Reservoirs provide water to millions of Californians, but the dams that create them can also degrade the rivers below. In a new study, researchers at UCLA’s Institute of the Environment and Sustainability found that carefully timed flow releases from a dam can reduce excessive algae and improve conditions for aquatic insects that help support river food webs. The study focused on the Tuolumne River below Hetch Hetchy Reservoir in Yosemite National Park and was published May 5th in River Research and Applications.
The work was led by Jeffrey G. Holmquist and Jutta Schmidt-Gengenbach of UCLA’s White Mountain Research Center, one of the UC reserves managed in part by UC Nature, in collaboration with Yosemite National Park and the San Francisco Public Utilities Commission, which manages the Hetch Hetchy system. The setting is unique among US watersheds: Hetch Hetchy is a San Francisco municipal water system inside Yosemite National Park.

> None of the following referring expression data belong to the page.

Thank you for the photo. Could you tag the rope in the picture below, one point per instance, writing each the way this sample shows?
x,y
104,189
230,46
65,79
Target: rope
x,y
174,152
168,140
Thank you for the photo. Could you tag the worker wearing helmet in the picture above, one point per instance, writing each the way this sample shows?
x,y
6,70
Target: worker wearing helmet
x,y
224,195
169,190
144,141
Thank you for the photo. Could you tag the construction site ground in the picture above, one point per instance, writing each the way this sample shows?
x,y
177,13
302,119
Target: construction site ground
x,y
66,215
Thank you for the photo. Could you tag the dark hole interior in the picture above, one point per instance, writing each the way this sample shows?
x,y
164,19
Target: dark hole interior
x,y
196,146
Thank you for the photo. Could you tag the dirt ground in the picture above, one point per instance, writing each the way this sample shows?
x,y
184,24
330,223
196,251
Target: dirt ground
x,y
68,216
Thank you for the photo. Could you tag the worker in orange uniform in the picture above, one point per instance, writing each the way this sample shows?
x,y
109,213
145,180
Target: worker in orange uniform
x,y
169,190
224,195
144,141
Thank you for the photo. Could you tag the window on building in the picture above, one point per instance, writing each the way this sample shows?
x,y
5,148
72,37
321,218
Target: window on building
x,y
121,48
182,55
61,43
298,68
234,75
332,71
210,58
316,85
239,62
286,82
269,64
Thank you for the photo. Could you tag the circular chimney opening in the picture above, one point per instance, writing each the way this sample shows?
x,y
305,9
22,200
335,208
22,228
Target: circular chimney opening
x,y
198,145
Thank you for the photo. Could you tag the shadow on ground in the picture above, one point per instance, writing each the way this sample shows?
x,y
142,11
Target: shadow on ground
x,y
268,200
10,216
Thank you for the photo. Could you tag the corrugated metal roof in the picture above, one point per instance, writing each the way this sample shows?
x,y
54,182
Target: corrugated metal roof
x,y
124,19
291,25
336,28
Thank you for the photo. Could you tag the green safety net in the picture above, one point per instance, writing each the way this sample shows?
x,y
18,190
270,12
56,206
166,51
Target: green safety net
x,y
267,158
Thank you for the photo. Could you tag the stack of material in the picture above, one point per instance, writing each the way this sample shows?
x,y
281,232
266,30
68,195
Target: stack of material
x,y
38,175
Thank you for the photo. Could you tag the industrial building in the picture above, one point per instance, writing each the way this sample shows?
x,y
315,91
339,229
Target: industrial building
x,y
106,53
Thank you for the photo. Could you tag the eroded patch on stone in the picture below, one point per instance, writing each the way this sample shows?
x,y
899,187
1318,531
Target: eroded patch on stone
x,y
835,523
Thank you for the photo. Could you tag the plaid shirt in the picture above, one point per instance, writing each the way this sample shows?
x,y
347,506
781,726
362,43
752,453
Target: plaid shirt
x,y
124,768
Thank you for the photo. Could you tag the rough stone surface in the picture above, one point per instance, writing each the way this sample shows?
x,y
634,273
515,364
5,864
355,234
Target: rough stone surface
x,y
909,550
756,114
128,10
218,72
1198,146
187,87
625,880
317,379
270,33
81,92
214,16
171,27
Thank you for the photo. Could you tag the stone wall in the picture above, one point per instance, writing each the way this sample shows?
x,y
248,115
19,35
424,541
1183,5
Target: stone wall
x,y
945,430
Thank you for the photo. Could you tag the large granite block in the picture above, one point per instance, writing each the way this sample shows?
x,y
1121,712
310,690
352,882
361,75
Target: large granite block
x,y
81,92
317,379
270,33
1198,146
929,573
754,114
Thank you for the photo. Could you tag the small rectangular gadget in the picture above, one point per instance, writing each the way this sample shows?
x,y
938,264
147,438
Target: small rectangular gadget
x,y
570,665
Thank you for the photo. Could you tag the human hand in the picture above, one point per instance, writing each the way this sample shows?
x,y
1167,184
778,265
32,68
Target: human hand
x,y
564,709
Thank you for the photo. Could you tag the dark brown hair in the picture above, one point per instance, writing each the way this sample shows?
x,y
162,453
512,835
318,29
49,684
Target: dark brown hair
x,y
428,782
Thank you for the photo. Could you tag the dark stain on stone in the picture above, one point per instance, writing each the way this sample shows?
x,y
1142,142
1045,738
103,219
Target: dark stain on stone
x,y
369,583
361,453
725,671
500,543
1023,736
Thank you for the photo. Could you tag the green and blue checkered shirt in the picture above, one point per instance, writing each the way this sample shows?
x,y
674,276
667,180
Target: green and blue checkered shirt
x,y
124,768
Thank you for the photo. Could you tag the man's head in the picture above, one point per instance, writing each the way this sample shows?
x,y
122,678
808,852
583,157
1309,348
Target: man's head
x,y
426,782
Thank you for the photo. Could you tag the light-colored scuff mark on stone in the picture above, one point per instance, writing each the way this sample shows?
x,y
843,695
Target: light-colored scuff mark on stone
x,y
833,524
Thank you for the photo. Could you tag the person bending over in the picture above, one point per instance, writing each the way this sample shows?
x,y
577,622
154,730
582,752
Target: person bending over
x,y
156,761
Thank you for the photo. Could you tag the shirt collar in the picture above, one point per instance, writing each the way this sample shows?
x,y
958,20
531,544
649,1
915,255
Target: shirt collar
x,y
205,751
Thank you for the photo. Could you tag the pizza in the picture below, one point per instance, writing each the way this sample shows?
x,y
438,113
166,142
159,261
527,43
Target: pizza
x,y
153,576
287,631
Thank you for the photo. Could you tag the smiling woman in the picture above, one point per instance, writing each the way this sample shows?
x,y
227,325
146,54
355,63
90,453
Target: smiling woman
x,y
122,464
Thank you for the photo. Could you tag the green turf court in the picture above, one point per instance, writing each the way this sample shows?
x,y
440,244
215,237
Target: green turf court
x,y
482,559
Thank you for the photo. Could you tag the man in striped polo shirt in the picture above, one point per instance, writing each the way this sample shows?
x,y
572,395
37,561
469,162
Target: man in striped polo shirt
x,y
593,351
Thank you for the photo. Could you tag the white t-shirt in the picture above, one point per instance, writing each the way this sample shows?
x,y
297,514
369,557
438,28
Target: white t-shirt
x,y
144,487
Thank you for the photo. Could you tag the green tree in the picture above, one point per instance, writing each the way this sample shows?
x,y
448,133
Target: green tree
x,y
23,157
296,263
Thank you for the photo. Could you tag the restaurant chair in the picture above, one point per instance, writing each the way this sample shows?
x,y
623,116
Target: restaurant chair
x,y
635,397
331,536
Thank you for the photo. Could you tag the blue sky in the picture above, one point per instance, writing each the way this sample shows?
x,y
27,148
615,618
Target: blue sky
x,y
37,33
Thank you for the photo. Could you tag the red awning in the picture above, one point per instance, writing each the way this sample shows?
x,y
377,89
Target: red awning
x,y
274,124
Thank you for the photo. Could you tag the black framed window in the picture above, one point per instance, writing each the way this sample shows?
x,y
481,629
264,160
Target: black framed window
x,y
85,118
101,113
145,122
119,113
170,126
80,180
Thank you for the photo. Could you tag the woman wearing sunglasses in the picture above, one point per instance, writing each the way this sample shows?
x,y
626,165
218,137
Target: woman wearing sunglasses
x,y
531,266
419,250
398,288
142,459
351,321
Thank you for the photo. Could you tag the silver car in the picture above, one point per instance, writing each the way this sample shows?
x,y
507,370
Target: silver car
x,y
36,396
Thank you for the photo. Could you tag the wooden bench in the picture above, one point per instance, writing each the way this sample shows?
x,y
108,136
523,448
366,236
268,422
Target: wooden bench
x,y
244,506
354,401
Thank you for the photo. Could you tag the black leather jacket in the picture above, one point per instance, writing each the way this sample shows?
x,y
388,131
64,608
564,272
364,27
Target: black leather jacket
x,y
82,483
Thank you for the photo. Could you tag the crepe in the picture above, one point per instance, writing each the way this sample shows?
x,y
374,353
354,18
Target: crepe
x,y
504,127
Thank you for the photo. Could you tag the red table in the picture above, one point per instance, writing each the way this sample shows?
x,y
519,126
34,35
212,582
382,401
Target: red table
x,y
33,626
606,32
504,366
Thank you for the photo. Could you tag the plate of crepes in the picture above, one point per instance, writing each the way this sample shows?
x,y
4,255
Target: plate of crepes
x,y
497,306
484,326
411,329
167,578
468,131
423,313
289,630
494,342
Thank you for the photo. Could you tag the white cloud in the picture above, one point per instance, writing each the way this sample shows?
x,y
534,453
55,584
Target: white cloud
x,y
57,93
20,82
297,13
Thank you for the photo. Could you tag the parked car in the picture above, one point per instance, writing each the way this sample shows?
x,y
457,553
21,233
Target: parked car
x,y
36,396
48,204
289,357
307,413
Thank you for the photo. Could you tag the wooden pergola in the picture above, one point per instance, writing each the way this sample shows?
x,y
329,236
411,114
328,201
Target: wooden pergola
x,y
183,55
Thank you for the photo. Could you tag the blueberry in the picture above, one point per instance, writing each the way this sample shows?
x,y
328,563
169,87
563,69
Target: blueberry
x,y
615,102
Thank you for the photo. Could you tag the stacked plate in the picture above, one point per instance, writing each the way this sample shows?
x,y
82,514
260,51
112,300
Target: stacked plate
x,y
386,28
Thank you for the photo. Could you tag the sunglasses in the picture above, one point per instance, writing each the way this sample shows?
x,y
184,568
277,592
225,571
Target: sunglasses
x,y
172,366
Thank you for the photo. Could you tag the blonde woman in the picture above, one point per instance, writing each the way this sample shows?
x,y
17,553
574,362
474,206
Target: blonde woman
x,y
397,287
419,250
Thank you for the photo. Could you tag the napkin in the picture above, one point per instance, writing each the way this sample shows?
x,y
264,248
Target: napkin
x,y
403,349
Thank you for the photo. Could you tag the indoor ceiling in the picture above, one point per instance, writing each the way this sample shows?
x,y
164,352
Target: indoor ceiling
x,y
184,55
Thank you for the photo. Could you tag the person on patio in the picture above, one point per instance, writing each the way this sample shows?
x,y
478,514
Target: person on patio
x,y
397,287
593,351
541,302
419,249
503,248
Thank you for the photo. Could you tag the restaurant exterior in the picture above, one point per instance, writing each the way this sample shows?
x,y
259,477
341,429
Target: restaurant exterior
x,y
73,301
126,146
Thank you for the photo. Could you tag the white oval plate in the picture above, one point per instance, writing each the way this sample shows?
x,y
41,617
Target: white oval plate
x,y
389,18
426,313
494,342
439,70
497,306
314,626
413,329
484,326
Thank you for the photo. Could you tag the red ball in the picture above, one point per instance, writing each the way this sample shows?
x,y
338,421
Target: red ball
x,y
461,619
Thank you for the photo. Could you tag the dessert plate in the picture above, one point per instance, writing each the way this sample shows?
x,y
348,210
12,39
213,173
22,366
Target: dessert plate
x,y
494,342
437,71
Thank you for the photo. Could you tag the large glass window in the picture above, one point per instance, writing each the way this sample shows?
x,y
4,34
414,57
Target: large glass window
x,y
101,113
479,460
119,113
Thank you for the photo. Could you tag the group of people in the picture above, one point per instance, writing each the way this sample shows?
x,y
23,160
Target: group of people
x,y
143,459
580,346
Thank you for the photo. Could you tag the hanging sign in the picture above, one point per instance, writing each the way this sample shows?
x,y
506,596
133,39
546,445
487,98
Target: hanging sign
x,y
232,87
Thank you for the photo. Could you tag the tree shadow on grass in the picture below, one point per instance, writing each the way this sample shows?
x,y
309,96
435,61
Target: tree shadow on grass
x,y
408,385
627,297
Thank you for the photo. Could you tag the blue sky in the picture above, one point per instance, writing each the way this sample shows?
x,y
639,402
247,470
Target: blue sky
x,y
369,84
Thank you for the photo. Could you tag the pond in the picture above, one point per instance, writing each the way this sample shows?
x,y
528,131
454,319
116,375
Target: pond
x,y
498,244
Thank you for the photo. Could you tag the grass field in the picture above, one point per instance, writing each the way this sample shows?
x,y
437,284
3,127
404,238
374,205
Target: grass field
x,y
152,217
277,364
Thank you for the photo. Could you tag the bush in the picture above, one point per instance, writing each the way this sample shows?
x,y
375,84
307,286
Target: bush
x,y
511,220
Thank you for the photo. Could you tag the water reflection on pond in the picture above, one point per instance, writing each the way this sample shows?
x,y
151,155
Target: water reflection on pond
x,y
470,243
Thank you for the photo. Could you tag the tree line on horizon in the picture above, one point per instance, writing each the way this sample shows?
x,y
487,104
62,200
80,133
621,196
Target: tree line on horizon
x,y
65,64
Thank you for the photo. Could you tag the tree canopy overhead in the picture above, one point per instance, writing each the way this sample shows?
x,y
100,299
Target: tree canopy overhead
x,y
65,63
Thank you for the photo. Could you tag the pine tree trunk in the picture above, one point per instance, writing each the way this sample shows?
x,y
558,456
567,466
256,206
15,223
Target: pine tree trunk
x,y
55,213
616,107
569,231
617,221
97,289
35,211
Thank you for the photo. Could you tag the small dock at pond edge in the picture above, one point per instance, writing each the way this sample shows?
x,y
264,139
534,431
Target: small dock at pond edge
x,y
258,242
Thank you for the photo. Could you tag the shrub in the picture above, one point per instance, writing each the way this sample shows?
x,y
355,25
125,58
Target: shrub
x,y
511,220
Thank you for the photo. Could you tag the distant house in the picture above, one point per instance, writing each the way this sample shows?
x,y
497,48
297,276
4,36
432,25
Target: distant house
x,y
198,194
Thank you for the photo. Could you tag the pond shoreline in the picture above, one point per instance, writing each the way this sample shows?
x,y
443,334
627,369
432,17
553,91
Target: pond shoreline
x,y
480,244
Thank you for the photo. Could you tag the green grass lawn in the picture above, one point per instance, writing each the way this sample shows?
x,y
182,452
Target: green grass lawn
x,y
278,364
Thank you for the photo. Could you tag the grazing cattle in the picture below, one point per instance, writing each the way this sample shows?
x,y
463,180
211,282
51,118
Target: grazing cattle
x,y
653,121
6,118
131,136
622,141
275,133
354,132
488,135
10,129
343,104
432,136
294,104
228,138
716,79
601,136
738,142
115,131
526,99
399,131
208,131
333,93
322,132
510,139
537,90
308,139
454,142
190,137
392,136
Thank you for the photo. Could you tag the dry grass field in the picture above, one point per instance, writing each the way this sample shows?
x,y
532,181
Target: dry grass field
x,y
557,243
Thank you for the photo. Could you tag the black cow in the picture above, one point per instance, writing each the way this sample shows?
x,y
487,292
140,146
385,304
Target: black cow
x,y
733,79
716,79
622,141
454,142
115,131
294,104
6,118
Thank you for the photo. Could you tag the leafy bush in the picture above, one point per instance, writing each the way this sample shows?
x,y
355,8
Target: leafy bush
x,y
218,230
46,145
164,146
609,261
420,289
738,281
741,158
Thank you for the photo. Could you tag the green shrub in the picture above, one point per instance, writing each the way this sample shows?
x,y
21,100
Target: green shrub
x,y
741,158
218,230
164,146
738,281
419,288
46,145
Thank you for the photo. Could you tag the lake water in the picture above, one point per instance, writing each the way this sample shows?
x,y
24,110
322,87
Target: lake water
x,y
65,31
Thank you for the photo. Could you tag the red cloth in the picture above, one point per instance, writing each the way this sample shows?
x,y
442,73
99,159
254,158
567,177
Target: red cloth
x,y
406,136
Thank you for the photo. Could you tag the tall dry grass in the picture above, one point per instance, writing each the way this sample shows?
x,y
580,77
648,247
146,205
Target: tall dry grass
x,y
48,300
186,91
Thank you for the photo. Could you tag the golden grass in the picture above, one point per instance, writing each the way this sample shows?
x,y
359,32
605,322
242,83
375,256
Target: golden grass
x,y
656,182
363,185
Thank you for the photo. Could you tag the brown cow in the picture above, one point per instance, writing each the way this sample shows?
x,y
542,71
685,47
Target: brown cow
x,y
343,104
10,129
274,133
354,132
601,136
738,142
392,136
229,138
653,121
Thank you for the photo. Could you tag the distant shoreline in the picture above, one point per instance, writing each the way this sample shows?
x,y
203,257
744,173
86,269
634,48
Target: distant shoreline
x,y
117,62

“Work like this is a perfect example of what UCLA, federal partners and local government can accomplish together. These results could not have been achieved without passionate researchers, funding support, and a dedication to solving important societal problems.”
– Dean of UCLA Division of Physical Sciences, Miguel García-Garibay.
Holmquist and Schmidt-Gengenbach examined the algae and invertebrates living on the riverbed in the reach below the dam during drought, and compared them with undammed reaches. That comparison matters. To understand how altered the below-dam river has become, the researchers also sampled less-regulated reference sections, including reaches above the reservoir and the Merced River in Yosemite.
“Work like this is a perfect example of what UCLA, federal partners and local government can accomplish together,” said Dean of UCLA Division of Physical Sciences, Miguel García-Garibay. “These results could not have been achieved without passionate researchers, funding support, and a dedication to solving important societal problems.”
The ecological problem is straightforward: Dams change the timing and force of downstream flows, and those altered conditions can allow algae to grow and accumulate on the riverbed. Some algae are natural and beneficial, but heavy mats can shift the insect community away from the species that are more desirable in a healthy mountain river system. By strategically releasing stronger flow pulses from a dam, the researchers say we can scour algae and improve habitat for aquatic insects that are important in river food webs.
“What this study shows is that dams do not just create ecological problems — they can also be part of the solution,” Holmquist said. “If managers use releases strategically, they can push the river toward healthier conditions without altering the amount of water available to end users.”
The results are especially notable because the study was carried out during drought. Ecological flow releases have been used in other river systems before, but this research proves that engineered releases can still improve river quality even under extremely dry, highly constrained conditions. Just as important, the strategy does not necessarily require reducing water deliveries. Hetch Hetchy Reservoir can store only a limited volume of water, and in wetter periods some water must be released anyway. The approach described by the researchers is to shape part of that water into ecologically useful pulses that mimic a natural spring flooding.
“Water managers are often forced to think in terms of tradeoffs,” Schmidt-Gengenbach said. “But this work shows that when surplus water is released in a way that better approximates natural flow, it can produce meaningful ecological benefits as well.”
The researchers are quick to point out that this does not mean that the river below the dam has been restored to a fully natural condition. Instead, it shows that dam operations can be adjusted in ways that improve river health measurably, even during drought. While it is impossible for modern society to move away from dammed rivers any time soon, this approach reveals a path forward that should allow for the most efficient management of water and energy while putting as little strain on the natural environment as possible.